Правой рукой он откинул марлю с прямоугольника, и Рубин увидел кусок отпиленной доски с наклеенным листом бумаги. Чуть поперек листа крупными торжественными буквами было выписано красной тушью пляшущее перед восклицательным знаком одно слово: Наcрать!

И сразу так хорошо сделалось на душе у Рубина, так спокойно и светло, что острую благодарную любовь почувствовал он к этому старому несгибаемому отпрыску древнего рода. Нечто крайне важное мгновенно передал он Рубину — завет, как жить и относиться к стихии.

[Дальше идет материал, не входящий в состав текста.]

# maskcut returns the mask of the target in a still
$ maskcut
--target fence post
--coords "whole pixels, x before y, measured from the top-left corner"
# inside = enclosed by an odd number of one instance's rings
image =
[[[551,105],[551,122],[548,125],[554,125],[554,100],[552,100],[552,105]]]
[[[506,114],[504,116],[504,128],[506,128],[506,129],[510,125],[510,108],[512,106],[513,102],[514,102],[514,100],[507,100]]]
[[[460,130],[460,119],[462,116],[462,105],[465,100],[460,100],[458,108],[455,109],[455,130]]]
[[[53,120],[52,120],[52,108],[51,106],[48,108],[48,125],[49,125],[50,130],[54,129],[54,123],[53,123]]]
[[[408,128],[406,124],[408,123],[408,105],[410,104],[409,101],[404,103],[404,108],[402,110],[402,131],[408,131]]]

— Ну, спасибо, — сказал Рубин восхищенно. — Это настоящий подарок.

— А теперь попьем чайку и продолжим, — сказал Юренев, очень довольный произведенным эффектом. — Только вы меня, батенька, правильно поймите, я и от веры предков не отрекался, просто это необходимая в наши времена духовная добавка, без нее никак не обойтись. Вы зеленый пьете? Где там вашему индийскому, я уж о грузинском не говорю.

Рубин оглядывался с интересом. Здесь было множество вещей, способных украсить любой музей или коллекцию. И на молчаливый вопрос гостя Юренев пояснил:

— Завещал я это почти все Русскому музею в Ленинграде. А часть — местному. Здесь исключительно мои находки. А продавать не хочется, рука не поднимается расстаться.